Doctor of cognition and neuroscience, Gerald Epling, discussed his work on phenomenal bio-communication which measures and records the energy responses to plants in various conditions as well as responses of one life form to another. "We don't know why it happens," Epling marveled, "but we do have evidence that it happens on a quantum level." He explained that, according to biophysiological research, plants have been shown to respond to a person's thoughts as well as positive and negative actions towards it. While Epling theorized that plants possess "some kind of an emotional system," whether or not they can feel pain remains a mystery.
Over the course of the evening, Epling also detailed his research into memory and the human brain. He noted that, since human sight is actually a delayed response, "what you're really working with, in your brain, is a memory rather than real time." Epling credited attentiveness, an exciting experience while being in a good mood, and the ability to understand an event and put it in proper context as key components to creating a strong memory. He also blamed nutritional deficits and distraction for why some people seem to lack the ability to remember well. Although this may sound detrimental, he observed that people with strong memory skills tend to have difficult friendships, since they remember "every problem and every slight."
Regarding the elimination of bad memories, he acknowledged that there are a handful of methods currently being used by therapists, but was skeptical that "you ever fully erase it." One process, he said, involves having a patient "review the memory and then change the memory as it's happening." That said, Epling expressed dissatisfaction with that specific treatment because it eschews the reality of the experience. Therefore, he suggested an alternative method where the patient and therapist jointly observe the memory from a psychological distance. By adopting this detached perspective, he mused, "eventually, the memory will lose its power over you."

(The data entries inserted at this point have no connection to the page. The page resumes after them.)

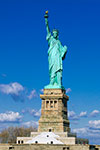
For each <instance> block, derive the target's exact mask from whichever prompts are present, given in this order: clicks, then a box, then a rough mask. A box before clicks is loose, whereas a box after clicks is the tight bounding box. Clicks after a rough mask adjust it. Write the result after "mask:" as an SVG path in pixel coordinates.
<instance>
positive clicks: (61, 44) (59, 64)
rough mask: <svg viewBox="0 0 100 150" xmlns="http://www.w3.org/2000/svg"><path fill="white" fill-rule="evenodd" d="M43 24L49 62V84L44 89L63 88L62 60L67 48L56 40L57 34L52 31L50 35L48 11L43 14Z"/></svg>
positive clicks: (50, 33) (65, 46)
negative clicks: (48, 23) (43, 26)
mask: <svg viewBox="0 0 100 150" xmlns="http://www.w3.org/2000/svg"><path fill="white" fill-rule="evenodd" d="M44 17H45V24H46V30H47V37H46V40H47V41H48V47H49V48H48V61H49V76H50V83H49V85H47V86H45V89H50V88H51V89H53V88H63V86H62V71H63V66H62V60H63V59H64V58H65V55H66V52H67V47H66V46H64V47H63V46H62V44H61V42H60V41H59V39H58V35H59V32H58V30H57V29H53V31H52V34H51V32H50V29H49V24H48V11H46V12H45V16H44Z"/></svg>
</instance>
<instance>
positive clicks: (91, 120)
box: [89, 120, 100, 129]
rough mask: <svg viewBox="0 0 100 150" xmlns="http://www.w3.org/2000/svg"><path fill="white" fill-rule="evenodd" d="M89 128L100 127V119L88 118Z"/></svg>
mask: <svg viewBox="0 0 100 150" xmlns="http://www.w3.org/2000/svg"><path fill="white" fill-rule="evenodd" d="M89 128H93V129H100V120H90V121H89Z"/></svg>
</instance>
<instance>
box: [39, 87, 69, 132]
mask: <svg viewBox="0 0 100 150" xmlns="http://www.w3.org/2000/svg"><path fill="white" fill-rule="evenodd" d="M40 98H41V99H42V108H41V117H40V120H39V127H38V132H50V131H51V132H67V131H68V132H70V128H69V124H70V123H69V120H68V114H67V101H68V99H69V97H68V96H67V95H66V94H65V90H62V89H44V94H43V95H40Z"/></svg>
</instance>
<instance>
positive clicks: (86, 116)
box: [79, 111, 87, 117]
mask: <svg viewBox="0 0 100 150" xmlns="http://www.w3.org/2000/svg"><path fill="white" fill-rule="evenodd" d="M79 117H87V111H84V112H83V111H82V112H81V113H80V115H79Z"/></svg>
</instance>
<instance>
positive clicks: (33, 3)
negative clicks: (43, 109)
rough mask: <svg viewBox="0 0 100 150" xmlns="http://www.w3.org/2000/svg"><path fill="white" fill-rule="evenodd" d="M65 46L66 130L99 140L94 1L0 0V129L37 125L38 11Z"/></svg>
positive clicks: (63, 44) (38, 51)
mask: <svg viewBox="0 0 100 150" xmlns="http://www.w3.org/2000/svg"><path fill="white" fill-rule="evenodd" d="M46 10H48V11H49V26H50V30H51V31H52V29H53V28H57V29H58V30H59V39H60V41H61V43H62V45H66V46H67V47H68V52H67V55H66V58H65V60H64V61H63V86H64V87H65V88H66V94H67V95H68V96H69V101H68V116H69V120H70V124H71V131H72V132H76V133H77V135H78V137H84V138H88V139H89V141H90V144H100V105H99V104H100V1H99V0H76V1H75V0H42V1H41V0H0V131H1V130H2V129H4V128H6V127H9V126H25V127H29V126H38V120H39V118H40V114H41V99H40V97H39V95H40V94H41V93H43V88H44V86H45V85H47V84H48V83H49V72H48V55H47V50H48V44H47V41H46V27H45V20H44V14H45V11H46Z"/></svg>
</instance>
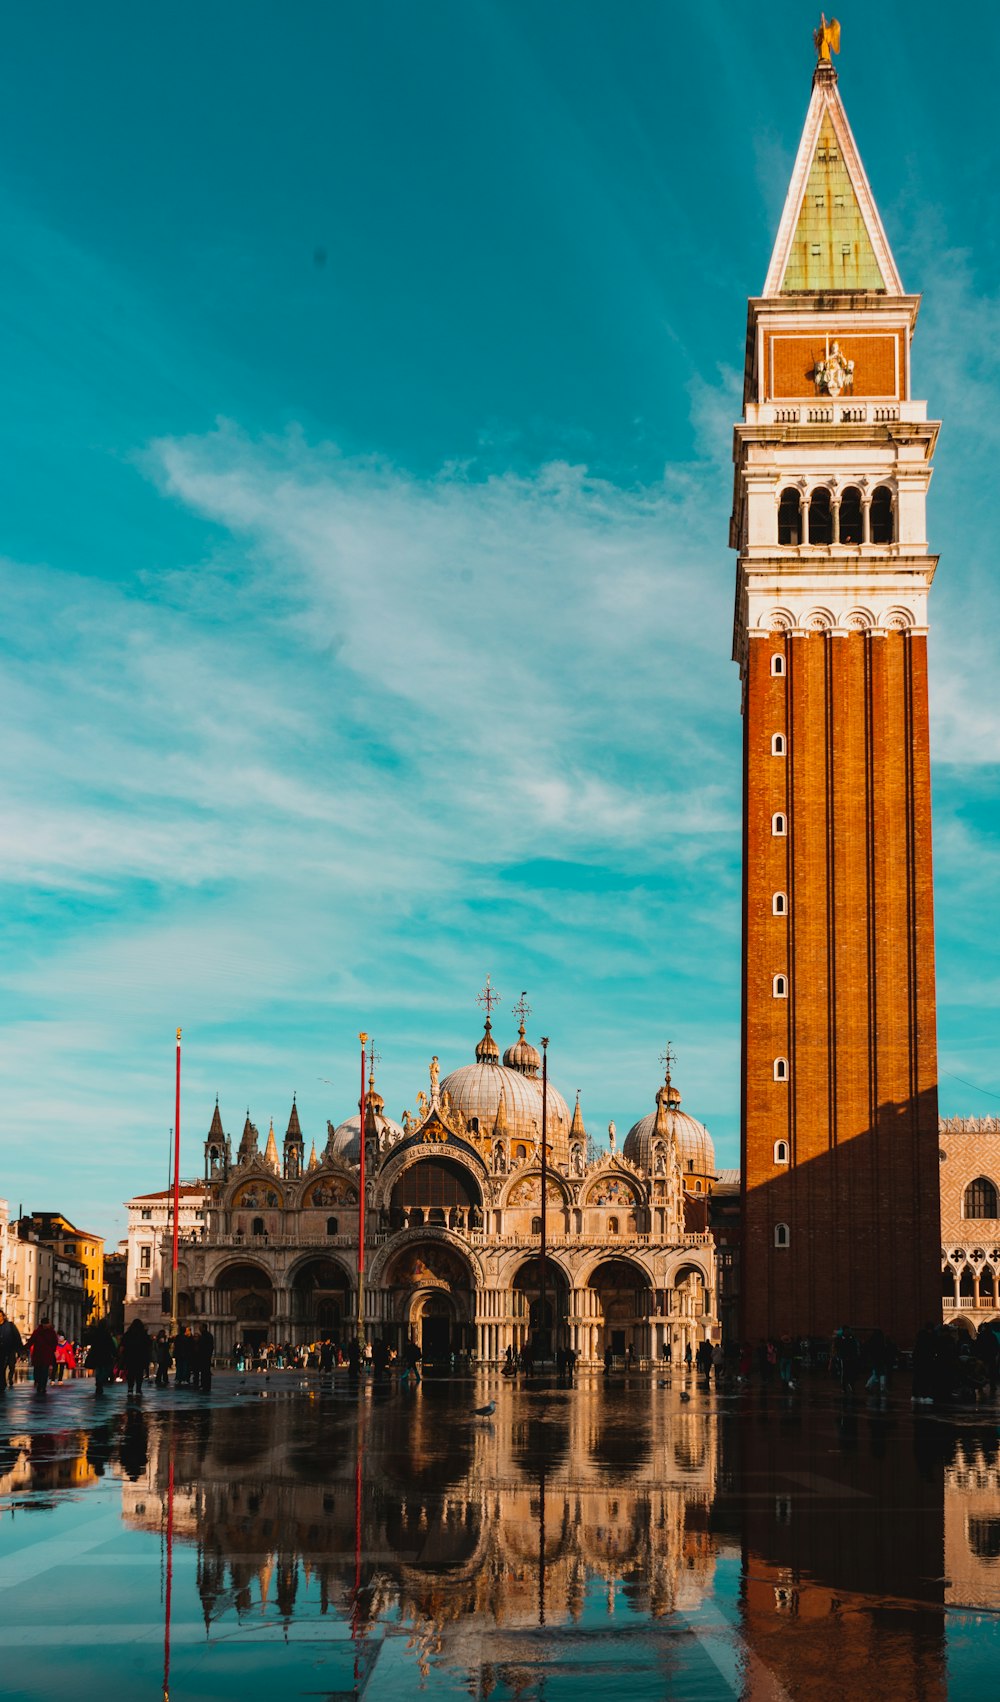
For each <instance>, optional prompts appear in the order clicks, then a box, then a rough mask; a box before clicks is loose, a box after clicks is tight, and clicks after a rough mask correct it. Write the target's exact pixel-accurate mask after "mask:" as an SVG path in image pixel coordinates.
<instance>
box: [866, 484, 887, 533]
mask: <svg viewBox="0 0 1000 1702" xmlns="http://www.w3.org/2000/svg"><path fill="white" fill-rule="evenodd" d="M869 536H871V541H872V543H891V541H893V492H891V490H889V487H888V485H879V487H878V488H876V490H872V495H871V514H869Z"/></svg>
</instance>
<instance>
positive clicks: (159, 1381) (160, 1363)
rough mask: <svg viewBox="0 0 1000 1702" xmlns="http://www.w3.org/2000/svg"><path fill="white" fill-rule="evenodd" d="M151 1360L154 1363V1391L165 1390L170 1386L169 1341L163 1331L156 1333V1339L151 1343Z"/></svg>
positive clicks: (167, 1336)
mask: <svg viewBox="0 0 1000 1702" xmlns="http://www.w3.org/2000/svg"><path fill="white" fill-rule="evenodd" d="M153 1360H155V1363H156V1377H155V1379H153V1380H155V1385H156V1389H167V1387H168V1384H170V1339H168V1336H167V1331H165V1329H158V1331H156V1339H155V1343H153Z"/></svg>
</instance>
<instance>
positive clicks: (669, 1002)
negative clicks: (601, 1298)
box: [0, 0, 1000, 1236]
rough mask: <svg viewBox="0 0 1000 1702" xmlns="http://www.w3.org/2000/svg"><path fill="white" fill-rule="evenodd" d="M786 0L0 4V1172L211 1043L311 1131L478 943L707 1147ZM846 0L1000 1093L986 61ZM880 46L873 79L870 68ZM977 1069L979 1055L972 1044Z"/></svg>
mask: <svg viewBox="0 0 1000 1702" xmlns="http://www.w3.org/2000/svg"><path fill="white" fill-rule="evenodd" d="M813 24H815V15H813V9H811V7H804V5H798V3H796V5H791V3H779V5H772V7H769V9H767V12H765V14H759V15H753V17H752V15H750V14H748V10H747V7H745V5H736V3H728V0H726V3H721V0H719V3H701V5H697V7H682V5H670V3H665V0H660V3H643V0H631V3H629V5H628V7H621V5H617V7H612V5H607V3H600V5H597V3H588V0H577V3H573V5H570V3H560V0H548V3H546V5H544V7H537V5H534V3H527V0H524V3H520V0H461V3H459V0H456V3H447V0H439V3H435V5H410V3H403V0H400V3H379V0H372V3H369V5H366V7H350V5H327V3H304V0H303V3H298V5H296V7H277V5H253V3H245V0H243V3H240V5H235V3H231V5H228V3H223V0H216V3H213V5H211V7H194V5H184V3H175V5H173V7H170V9H168V10H158V9H145V7H143V9H134V7H133V5H117V7H116V5H111V3H104V5H102V7H97V9H94V7H78V5H75V3H71V5H70V3H63V5H60V3H51V5H46V9H44V14H43V12H39V10H37V9H31V7H27V9H20V10H14V12H10V14H9V15H7V19H5V36H3V61H2V66H0V78H2V83H3V99H2V100H0V243H2V250H3V252H2V257H0V259H2V264H0V337H2V339H3V381H5V407H3V412H2V415H0V437H2V441H0V497H2V509H0V512H2V516H3V526H2V533H0V548H2V550H3V560H2V562H0V574H2V592H3V611H5V618H3V621H2V626H0V633H2V643H3V652H5V655H3V671H2V676H0V689H2V693H3V727H5V739H3V742H2V745H0V766H2V788H3V798H5V808H3V819H2V837H0V848H2V858H3V877H5V904H3V951H2V970H0V996H2V999H3V1037H5V1043H3V1052H2V1059H0V1103H2V1106H3V1118H5V1125H7V1135H5V1140H3V1164H2V1174H0V1193H5V1195H7V1197H9V1198H10V1203H12V1207H17V1203H19V1202H24V1205H26V1207H31V1208H41V1207H58V1208H61V1210H65V1212H68V1214H71V1215H77V1217H78V1219H80V1220H83V1222H85V1224H88V1225H94V1227H97V1229H102V1231H105V1232H107V1234H109V1236H116V1234H117V1232H121V1227H122V1224H124V1214H122V1210H121V1205H119V1202H121V1200H122V1198H126V1197H128V1193H131V1191H136V1190H146V1188H153V1186H160V1185H163V1181H165V1174H167V1130H168V1125H170V1123H172V1120H173V1099H172V1064H173V1028H175V1025H177V1023H182V1025H184V1033H185V1094H184V1117H182V1128H184V1159H182V1168H184V1171H185V1173H194V1171H197V1169H199V1164H201V1140H202V1137H204V1132H206V1128H207V1122H209V1117H211V1108H213V1101H214V1094H216V1091H218V1093H219V1101H221V1110H223V1118H224V1123H226V1127H228V1128H230V1130H233V1134H235V1135H238V1132H240V1128H241V1122H243V1115H245V1110H247V1105H250V1110H252V1115H253V1120H255V1122H257V1123H259V1125H260V1127H262V1128H267V1122H269V1117H270V1115H274V1118H276V1127H277V1128H279V1134H281V1130H282V1128H284V1123H286V1120H287V1110H289V1103H291V1096H293V1091H298V1098H299V1110H301V1115H303V1123H304V1128H306V1137H313V1135H316V1139H318V1142H320V1144H321V1139H323V1134H325V1120H327V1118H328V1117H330V1118H333V1122H340V1120H342V1118H344V1117H347V1115H349V1113H350V1105H352V1098H354V1099H355V1094H357V1088H355V1052H354V1035H355V1033H357V1030H359V1026H366V1028H369V1030H371V1031H372V1033H374V1035H376V1038H378V1043H379V1048H381V1052H383V1064H381V1072H379V1086H381V1089H383V1093H384V1096H386V1106H388V1110H389V1111H393V1115H398V1113H400V1110H401V1108H403V1105H410V1106H412V1105H413V1099H415V1094H417V1089H418V1088H420V1086H423V1084H425V1065H427V1059H429V1057H430V1054H432V1052H437V1054H439V1055H440V1059H442V1065H444V1069H451V1067H454V1065H456V1064H459V1062H464V1060H466V1059H468V1057H469V1055H471V1047H473V1045H474V1040H476V1037H478V1031H480V1014H478V1011H476V1004H474V996H476V991H478V989H480V987H481V984H483V979H485V975H486V972H491V975H493V980H495V984H497V985H498V987H500V991H502V994H503V999H505V1011H503V1013H502V1014H500V1016H498V1019H497V1031H498V1035H500V1040H502V1043H507V1040H509V1038H512V1037H514V1021H512V1018H510V1014H509V1011H510V1002H512V1001H514V999H515V997H517V994H519V992H520V989H522V987H526V989H527V991H529V999H531V1002H532V1006H534V1014H532V1018H531V1025H529V1026H531V1031H532V1033H534V1035H536V1037H537V1033H539V1031H546V1033H549V1035H551V1067H553V1077H554V1079H556V1081H558V1084H560V1088H561V1089H563V1093H565V1094H566V1096H568V1098H571V1096H573V1091H575V1089H577V1088H580V1089H582V1094H583V1098H582V1105H583V1111H585V1120H587V1123H588V1127H590V1128H592V1130H594V1132H595V1134H597V1135H599V1137H600V1135H602V1130H605V1127H607V1122H609V1118H614V1120H616V1122H617V1125H619V1128H628V1127H629V1123H631V1122H633V1120H634V1118H636V1117H639V1115H643V1113H645V1111H646V1110H650V1108H651V1105H653V1094H655V1089H656V1084H658V1079H660V1064H658V1054H660V1050H662V1047H663V1040H665V1038H667V1037H670V1038H672V1040H673V1043H675V1047H677V1054H679V1064H677V1079H679V1084H680V1089H682V1093H684V1099H685V1106H687V1108H689V1110H692V1111H694V1113H696V1115H699V1117H702V1118H704V1120H706V1122H707V1125H709V1128H711V1130H713V1134H714V1135H716V1145H718V1154H719V1162H730V1164H733V1162H736V1151H738V1077H740V1071H738V1062H740V1030H738V1019H740V1013H738V955H740V897H738V895H740V861H738V860H740V713H738V674H736V669H735V665H733V664H731V660H730V642H731V603H733V572H735V562H733V557H731V553H730V550H728V548H726V536H728V534H726V523H728V514H730V497H731V470H730V449H731V420H733V419H735V415H736V412H738V398H740V368H741V351H743V332H745V301H747V296H748V294H752V293H755V291H757V289H759V288H760V284H762V281H764V274H765V267H767V257H769V252H770V243H772V238H774V231H776V226H777V218H779V213H781V204H782V199H784V191H786V186H787V177H789V172H791V163H793V157H794V148H796V143H798V136H799V129H801V123H803V117H804V111H806V104H808V95H810V77H811V65H813V51H811V29H813ZM969 49H971V32H969V31H968V29H963V31H961V32H959V31H957V29H956V31H954V32H951V34H949V32H947V29H944V26H942V22H940V12H939V9H935V7H930V5H920V3H917V5H913V3H912V0H908V3H906V5H891V3H886V5H879V7H878V9H876V7H864V9H861V7H859V9H855V10H854V14H850V15H845V17H844V53H842V58H840V89H842V94H844V99H845V106H847V111H849V116H850V121H852V126H854V131H855V136H857V140H859V145H861V151H862V157H864V160H866V167H867V172H869V177H871V180H872V187H874V192H876V199H878V203H879V208H881V213H883V220H884V223H886V228H888V235H889V242H891V243H893V250H895V254H896V260H898V264H900V269H901V272H903V281H905V284H906V288H910V289H920V291H923V308H922V315H920V325H918V334H917V342H915V390H917V393H918V395H923V397H927V398H929V402H930V408H932V412H934V414H935V415H939V417H942V419H944V432H942V439H940V446H939V453H937V471H935V480H934V488H932V505H930V536H932V543H934V546H935V548H939V550H940V553H942V562H940V570H939V577H937V584H935V591H934V597H932V621H934V637H932V711H934V759H935V768H934V786H935V870H937V945H939V1038H940V1065H942V1072H944V1074H942V1108H944V1110H946V1111H974V1113H988V1111H995V1110H998V1108H1000V1101H998V1099H997V1098H990V1094H993V1096H997V1094H1000V1067H998V1050H1000V1048H998V1040H997V1006H998V1002H1000V977H998V974H997V958H995V948H993V941H995V938H997V931H998V924H1000V899H998V892H1000V880H998V875H1000V815H998V808H997V803H998V791H1000V783H998V768H997V762H998V739H997V735H998V727H1000V703H998V689H997V667H995V631H997V625H998V616H1000V592H998V589H997V572H995V553H997V551H995V536H993V533H995V528H993V507H995V504H993V500H991V490H993V483H995V460H997V448H998V437H1000V405H998V403H1000V373H998V349H1000V298H998V293H997V283H995V281H997V276H998V264H997V262H998V255H997V220H995V172H997V145H995V128H993V123H991V117H993V89H995V75H997V53H995V48H993V43H991V37H990V34H988V31H986V32H983V31H976V39H974V53H973V51H969ZM889 66H891V75H889V73H888V68H889ZM956 1076H957V1077H964V1079H966V1081H968V1082H971V1084H974V1086H976V1088H978V1089H981V1091H974V1088H973V1086H963V1084H961V1082H959V1081H956V1079H954V1077H956Z"/></svg>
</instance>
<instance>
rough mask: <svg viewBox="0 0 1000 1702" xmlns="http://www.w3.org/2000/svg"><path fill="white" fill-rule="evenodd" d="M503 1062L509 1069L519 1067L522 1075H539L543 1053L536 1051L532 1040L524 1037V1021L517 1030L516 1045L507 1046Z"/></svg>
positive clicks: (507, 1068)
mask: <svg viewBox="0 0 1000 1702" xmlns="http://www.w3.org/2000/svg"><path fill="white" fill-rule="evenodd" d="M503 1062H505V1064H507V1069H517V1071H520V1074H522V1076H537V1072H539V1069H541V1054H539V1052H536V1048H534V1047H532V1043H531V1040H526V1038H524V1023H522V1025H520V1028H519V1030H517V1040H515V1042H514V1045H512V1047H507V1052H505V1054H503Z"/></svg>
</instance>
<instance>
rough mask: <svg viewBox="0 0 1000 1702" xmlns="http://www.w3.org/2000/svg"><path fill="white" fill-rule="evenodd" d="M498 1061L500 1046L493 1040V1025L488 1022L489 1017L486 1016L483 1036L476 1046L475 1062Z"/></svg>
mask: <svg viewBox="0 0 1000 1702" xmlns="http://www.w3.org/2000/svg"><path fill="white" fill-rule="evenodd" d="M498 1062H500V1047H498V1045H497V1042H495V1040H493V1026H491V1023H490V1018H486V1026H485V1030H483V1038H481V1040H480V1043H478V1047H476V1064H498Z"/></svg>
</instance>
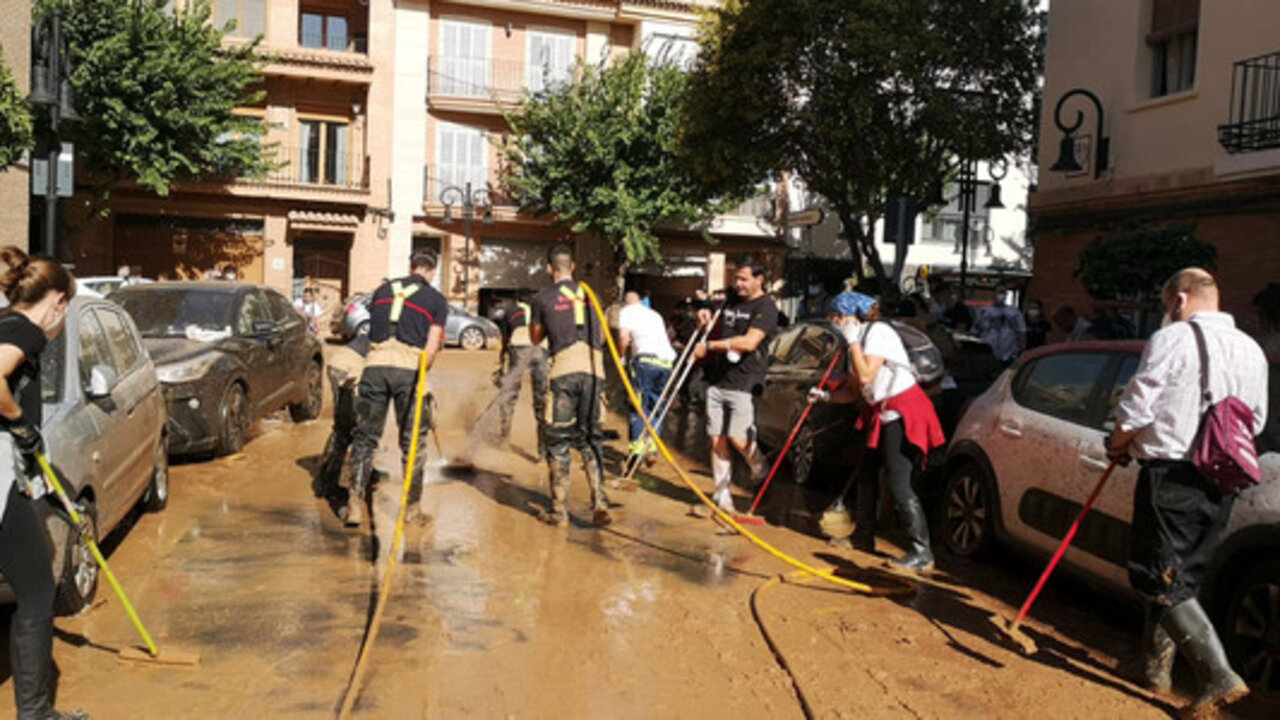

In the first hour, space historian Robert Zimmerman talked about recent troubles facing the Kepler telescope as well as other space news. Despite NASA's suggestions that the telescope's mission could be salvaged, Zimmerman lamented that it is "really unlikely they'll be able to save this." Despite Kepler's primary mission potentially ending, Zimmerman pointed out that it has identified roughly 2,700 potential Earth-like planets, but the sheer volume of such candidates has resulted in only 132 being confirmed by other telescopes. Therefore, he declared that "there is potentially, in the archives of Kepler, a gigantic mother lode of discovery" which could be revealed over the next decade as the data is studied.